9.2.3. Network Specification

Network Hardware

  • 24 or 48 Port TOR Switch

  • NICs - Combination of 1GE and 10GE based on network topology options (per server can be on-board or use PCI-e)

  • Connectivity for each data/control network is through a separate NIC. This simplifies Switch Management however requires more NICs on the server and also more switch ports

  • BMC (Baseboard Management Controller) for lights-out mangement network using IPMI (Intelligent Platform Management Interface)

Network Options

  • Option I: 4x1G Control, 2x10G Data, 48 Port Switch

    • 1 x 1G for lights-out Management

    • 1 x 1G for Admin/PXE boot

    • 1 x 1G for control-plane connectivity

    • 1 x 1G for storage

    • 2 x 10G for data network (redundancy, NIC bonding, High bandwidth testing)

  • Option II: 1x1G Control, 2x 10G Data, 24 Port Switch

    • Connectivity to networks is through VLANs on the Control NIC

    • Data NIC used for VNF traffic and storage traffic segmented through VLANs

  • Option III: 2x1G Control, 2x10G Data and Storage, 24 Port Switch

    • Data NIC used for VNF traffic

    • Storage NIC used for control plane and Storage segmented through VLANs (separate host traffic from VNF)

    • 1 x 1G for lights-out mangement

    • 1 x 1G for Admin/PXE boot

    • 2 x 10G for control-plane connectivity/storage

    • 2 x 10G for data network

For this RI, Option III has been chosen.

9.3. NFR Considerations

Additional environmental specifications need to be considered when performing Non-Functional Requirement (NFR) testing, which includes performance, resiliency, and scalability, amongst other test categories not addressed through functional testing.

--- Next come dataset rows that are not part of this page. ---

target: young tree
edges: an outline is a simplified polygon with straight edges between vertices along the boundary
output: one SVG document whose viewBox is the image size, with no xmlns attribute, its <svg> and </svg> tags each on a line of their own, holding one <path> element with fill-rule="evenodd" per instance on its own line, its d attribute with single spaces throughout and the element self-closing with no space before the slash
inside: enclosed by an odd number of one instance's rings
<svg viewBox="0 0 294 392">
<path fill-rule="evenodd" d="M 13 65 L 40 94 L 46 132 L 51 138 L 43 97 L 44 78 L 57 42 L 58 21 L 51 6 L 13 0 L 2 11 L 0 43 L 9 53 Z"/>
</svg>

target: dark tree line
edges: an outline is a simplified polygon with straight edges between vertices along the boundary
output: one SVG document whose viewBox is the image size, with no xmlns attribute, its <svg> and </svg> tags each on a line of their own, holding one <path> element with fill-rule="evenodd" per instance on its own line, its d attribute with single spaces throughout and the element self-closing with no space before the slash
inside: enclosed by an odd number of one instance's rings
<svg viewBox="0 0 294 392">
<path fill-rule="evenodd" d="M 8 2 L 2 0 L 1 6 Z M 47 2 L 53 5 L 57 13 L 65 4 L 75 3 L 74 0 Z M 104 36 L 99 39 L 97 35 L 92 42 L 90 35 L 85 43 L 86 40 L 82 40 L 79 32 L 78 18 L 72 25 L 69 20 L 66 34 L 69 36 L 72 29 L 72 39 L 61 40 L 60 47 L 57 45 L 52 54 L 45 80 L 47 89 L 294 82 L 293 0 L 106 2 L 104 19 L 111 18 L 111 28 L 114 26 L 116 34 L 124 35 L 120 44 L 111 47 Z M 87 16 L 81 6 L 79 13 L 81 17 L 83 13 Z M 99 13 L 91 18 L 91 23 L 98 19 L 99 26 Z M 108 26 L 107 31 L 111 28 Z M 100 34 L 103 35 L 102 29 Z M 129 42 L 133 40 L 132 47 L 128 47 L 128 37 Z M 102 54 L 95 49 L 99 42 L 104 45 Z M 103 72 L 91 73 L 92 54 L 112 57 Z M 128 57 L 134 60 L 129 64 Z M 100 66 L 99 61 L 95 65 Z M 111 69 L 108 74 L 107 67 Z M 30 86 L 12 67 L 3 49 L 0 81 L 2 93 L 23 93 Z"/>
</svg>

Refer to What is Non Functional Testing? for information and examples of the various types of NFR testing.

The rational for reviewing and documenting environmental needs and specifications is that NFR-type testing introduces traffic, chaos, or instability (e.g. impulse, spike, long-duration, etc) to the environment, and if not sized properly, or contains robust equipment the test results will be undeterministic, or unreliable.

Examples of potential measurements and/or test scenarios for which NFR test tooling needs to support, or remain stable under execution includes:

  • Average (packet) Drop Rate

  • Average Latency

  • Execution of different frame size, packet path, or chain count

  • Testing single switch (VNF) packet path

  • Testing chained-switch (VNF) packet paths

  • Support SRIOV, OVS-DPDK, and VLAN configuration and/or options

Note, when it comes to NFR-tooling, the goals are to provide light-weight solutions that can be packaged within a cookbook to accelerate lab validations, agnostic to the type of hardware in the environment. This will enable third party suppliers to achieve compliance expectations for the targeted architecture.

9.3.1. Traffic Generators & NIC

Performance, or load testing, may (will) require specific NICs to achieve desired throughput (TPS, kbps, etc) to properly validate an instance-types (e.g. Basic(B)) stability when subject to traffic.

For example, the OPNFV project, NFVBench, utilizes the TRex traffic generator. While TRex offers stateful and stateless testing, achieves 200-400 Gb/sec, and captures latency/jitter measurements, there is a dependency on the type of NICs to be utilized to achieve optimal results:

  • Recommended NICs to utilize when adopting the NFVBench project (& TRex) include Intel X710 (10G), XXV710 (25G) and XL710 (40G).

Interior interface cards may result in unexpected, or degraded performance, issues, or capabilities.

When planning NFR test scenarios, the engineer needs to document the following which ensure the planned traffic generator, and target environment are satisfactory for the type(s) of test to be performed, and the measurements to be collected:

  • Desired throughput levels

  • Analysis and confirmation that throughput can be achieved with Traffic Generators chosen

  • Confirmation infrastructure (e.g. NIC, rack, switch, etc) is engineered to support the target load / traffic levels, unless testing to break- or saturation points

  • If testing to break-points, then engineering specs of supported load levels are to be documented with an understanding that a ceiling may be reached within the traffic generators before saturation of the infrastructure.